Ces deux êtres se sont construits dans la dualité, voir les extrêmes. Prolo et intello, doux et violent, punk et sportif, ils ont fait de la schizophrénie un art de vivre. Ils incarnent la frime et la mythomanie mieux que quiconque. Le paradoxe de la rébellion à une époque où l'évolution nous a privés de nos griffes et de notre fourrure, où l'homme n'est plus qu'un caniche pelé sur le canapé en skaï à sa mémé. Il aboie super aigu mais il est même pas fichu d'aller acheter ses croquettes tout seul.

A partir de là Lady Dead arbore un t-shirt avec Johnny au premier plan et un husky derrière. Nono se met à la country-western. Le drapeau noir est en berne.

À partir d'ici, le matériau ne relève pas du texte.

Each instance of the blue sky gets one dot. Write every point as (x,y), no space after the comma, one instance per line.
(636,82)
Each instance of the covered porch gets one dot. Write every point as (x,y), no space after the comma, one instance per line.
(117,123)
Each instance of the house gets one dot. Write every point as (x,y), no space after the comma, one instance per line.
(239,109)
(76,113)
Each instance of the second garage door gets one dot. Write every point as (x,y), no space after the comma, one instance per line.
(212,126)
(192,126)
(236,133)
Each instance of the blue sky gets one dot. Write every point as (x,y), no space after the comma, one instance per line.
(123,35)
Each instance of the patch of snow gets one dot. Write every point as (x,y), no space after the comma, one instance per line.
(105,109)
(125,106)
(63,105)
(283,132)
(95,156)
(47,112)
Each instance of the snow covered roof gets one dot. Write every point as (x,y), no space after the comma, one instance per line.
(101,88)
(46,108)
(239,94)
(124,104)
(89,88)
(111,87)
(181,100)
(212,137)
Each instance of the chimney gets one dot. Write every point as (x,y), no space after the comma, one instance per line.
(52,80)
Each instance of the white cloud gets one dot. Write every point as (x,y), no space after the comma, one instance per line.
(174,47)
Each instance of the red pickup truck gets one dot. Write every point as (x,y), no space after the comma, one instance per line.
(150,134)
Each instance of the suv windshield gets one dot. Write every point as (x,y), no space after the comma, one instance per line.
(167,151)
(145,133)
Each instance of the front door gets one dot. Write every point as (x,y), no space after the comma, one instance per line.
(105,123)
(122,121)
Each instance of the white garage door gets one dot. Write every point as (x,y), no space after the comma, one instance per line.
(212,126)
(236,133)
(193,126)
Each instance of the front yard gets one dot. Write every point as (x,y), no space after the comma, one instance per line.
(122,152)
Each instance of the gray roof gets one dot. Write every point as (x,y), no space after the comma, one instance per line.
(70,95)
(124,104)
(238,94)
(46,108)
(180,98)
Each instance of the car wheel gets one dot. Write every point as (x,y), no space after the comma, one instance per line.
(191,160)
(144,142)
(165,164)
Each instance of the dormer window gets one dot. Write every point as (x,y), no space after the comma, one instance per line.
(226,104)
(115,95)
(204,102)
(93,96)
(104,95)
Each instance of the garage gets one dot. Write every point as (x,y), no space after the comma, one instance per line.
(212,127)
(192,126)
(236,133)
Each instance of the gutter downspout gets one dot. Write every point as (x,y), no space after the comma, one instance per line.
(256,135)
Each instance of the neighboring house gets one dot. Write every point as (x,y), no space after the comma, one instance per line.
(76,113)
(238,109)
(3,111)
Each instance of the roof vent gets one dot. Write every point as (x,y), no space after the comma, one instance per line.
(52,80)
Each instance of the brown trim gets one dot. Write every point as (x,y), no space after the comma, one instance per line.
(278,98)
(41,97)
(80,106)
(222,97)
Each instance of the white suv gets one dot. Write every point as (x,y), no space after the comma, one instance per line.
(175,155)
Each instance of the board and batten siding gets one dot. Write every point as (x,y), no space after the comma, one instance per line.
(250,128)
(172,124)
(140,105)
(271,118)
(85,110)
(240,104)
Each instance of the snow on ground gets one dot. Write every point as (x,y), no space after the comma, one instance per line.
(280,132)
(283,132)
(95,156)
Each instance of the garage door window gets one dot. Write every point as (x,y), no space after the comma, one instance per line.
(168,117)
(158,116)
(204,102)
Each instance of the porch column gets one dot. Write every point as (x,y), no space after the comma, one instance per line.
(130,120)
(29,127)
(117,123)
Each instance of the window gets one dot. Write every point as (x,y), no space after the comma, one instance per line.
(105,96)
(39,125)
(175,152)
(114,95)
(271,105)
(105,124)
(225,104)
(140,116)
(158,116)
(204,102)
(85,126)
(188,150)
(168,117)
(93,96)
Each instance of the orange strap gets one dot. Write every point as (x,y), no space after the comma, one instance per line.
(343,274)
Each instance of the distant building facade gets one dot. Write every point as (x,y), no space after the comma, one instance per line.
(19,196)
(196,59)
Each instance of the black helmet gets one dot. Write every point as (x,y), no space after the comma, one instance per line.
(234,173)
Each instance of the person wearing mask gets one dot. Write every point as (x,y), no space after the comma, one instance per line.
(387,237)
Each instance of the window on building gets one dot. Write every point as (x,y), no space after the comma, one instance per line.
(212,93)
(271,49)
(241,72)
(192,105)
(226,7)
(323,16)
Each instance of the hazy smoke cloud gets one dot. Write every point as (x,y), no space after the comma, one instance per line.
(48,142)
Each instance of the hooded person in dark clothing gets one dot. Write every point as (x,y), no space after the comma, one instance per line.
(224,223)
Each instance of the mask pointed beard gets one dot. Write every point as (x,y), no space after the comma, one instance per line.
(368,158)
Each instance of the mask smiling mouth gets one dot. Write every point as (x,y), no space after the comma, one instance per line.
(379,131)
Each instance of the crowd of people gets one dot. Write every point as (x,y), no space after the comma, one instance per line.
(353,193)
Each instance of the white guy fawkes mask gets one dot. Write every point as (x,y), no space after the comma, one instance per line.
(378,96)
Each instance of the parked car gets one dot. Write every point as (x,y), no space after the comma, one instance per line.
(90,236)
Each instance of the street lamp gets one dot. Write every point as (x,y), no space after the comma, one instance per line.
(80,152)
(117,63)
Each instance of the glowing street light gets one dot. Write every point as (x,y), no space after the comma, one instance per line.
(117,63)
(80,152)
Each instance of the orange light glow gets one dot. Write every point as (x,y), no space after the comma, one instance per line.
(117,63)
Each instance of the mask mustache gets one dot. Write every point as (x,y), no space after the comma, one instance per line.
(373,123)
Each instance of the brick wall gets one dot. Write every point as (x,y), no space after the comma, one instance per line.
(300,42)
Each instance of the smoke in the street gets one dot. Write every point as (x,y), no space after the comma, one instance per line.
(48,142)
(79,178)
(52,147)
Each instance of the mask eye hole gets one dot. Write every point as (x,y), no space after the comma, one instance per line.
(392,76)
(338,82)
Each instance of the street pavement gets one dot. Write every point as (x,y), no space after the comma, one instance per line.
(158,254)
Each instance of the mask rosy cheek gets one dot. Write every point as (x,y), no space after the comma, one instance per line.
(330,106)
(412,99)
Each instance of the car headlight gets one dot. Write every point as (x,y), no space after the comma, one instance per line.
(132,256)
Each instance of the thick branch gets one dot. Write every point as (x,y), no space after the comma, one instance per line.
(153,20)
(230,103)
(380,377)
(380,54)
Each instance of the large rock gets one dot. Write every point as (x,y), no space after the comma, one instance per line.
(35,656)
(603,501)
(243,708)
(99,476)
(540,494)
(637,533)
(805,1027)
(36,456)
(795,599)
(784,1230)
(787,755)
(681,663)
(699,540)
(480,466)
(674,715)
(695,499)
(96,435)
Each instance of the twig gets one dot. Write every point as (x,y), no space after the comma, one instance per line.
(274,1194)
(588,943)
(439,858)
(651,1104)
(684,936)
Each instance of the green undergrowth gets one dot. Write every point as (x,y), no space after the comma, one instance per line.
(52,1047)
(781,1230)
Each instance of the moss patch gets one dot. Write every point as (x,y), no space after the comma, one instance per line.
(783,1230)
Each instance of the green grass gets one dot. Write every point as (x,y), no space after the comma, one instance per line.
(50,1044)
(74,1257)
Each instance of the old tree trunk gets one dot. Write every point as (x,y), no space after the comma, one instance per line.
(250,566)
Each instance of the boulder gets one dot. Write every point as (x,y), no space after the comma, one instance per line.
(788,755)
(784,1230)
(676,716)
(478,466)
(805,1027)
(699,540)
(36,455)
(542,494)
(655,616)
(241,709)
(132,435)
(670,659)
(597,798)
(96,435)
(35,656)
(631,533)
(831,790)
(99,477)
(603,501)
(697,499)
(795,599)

Tous deux clament « je veux être un beauf ». Le week-end ils font du tuning et regardent des films avec Chuck Norris ou Dolf Lungren. Tous les bobos, les démagos, fonctionnaires de la révolte ou intermittents du spectacle de merde ont foutu leurs rêves en l'air. Anéanti par la pensée unique, galvaudée par tous ces clowns, la révolution est devenue l'ultime accessoire à la mode dans les salons. Celui qui permet de justifier tous ses échecs et sa médiocrité. Tous ces minables ne pensent qu'à leur gueule, dans leur petit monde bourgeois et bien propret on leur abîme le paysage avec les sales manies qu'on a de prendre la bagnole pour aller bosser ou fumer des trucs pour oublier leur connerie. Et ce putain de système qui n'a rien trouvé de plus vicelard que faire passer les vrais rebelles pour des beaufs, transforme l'intolérance et la domination des bons vieux cathos d'antan en un fascisme à visage humain. Et ces enfoirés d'Isabelle Alonso et compagnie ont encore le culot de faire de gauche et de présenter toute cette merde nazie dans un emballage social et respectable. Désormais le mensonge s'appelle la communication, et l'asservissement s'appelle le social. Juste des mots. Des mots faits pour entuber les techniciens de surface ou autres ambassadeurs de tri. Les bobos sont aussi sectaires et méprisants que l'étaient nos bourgeois d'avant, mais ils avancent à visage masqué. Ils nous ont piqué notre travail et notre honneur, on a débouché des canettes et inventé le punk. Ils nous ont piqué la bière et le punk, on a inventé le tuning et les survêtements.

La révolution passe désormais par la beaufitude. Endossons tous les vices puisque nous sommes là pour ça.

Interrogé sur le message qu'il souhaitait délivrer à la population sur ce programme de divertissement, Nono m'a confié ceci :
" Salut à tous les petits dragons. Salut aux vieux keupons. Salut aux prisonniers et aux internés psychiatriques. Salut aux gitans et à tous les insoumis. Salut aux soldats et aux travailleurs. Salut aux marginaux et aux alcooliques. Salut aussi aux prostituées de Rouen et d'ailleurs."

Faîtes attention à vous, je vous aime tous !


Archangel Top Moumoute - Biographe officiel.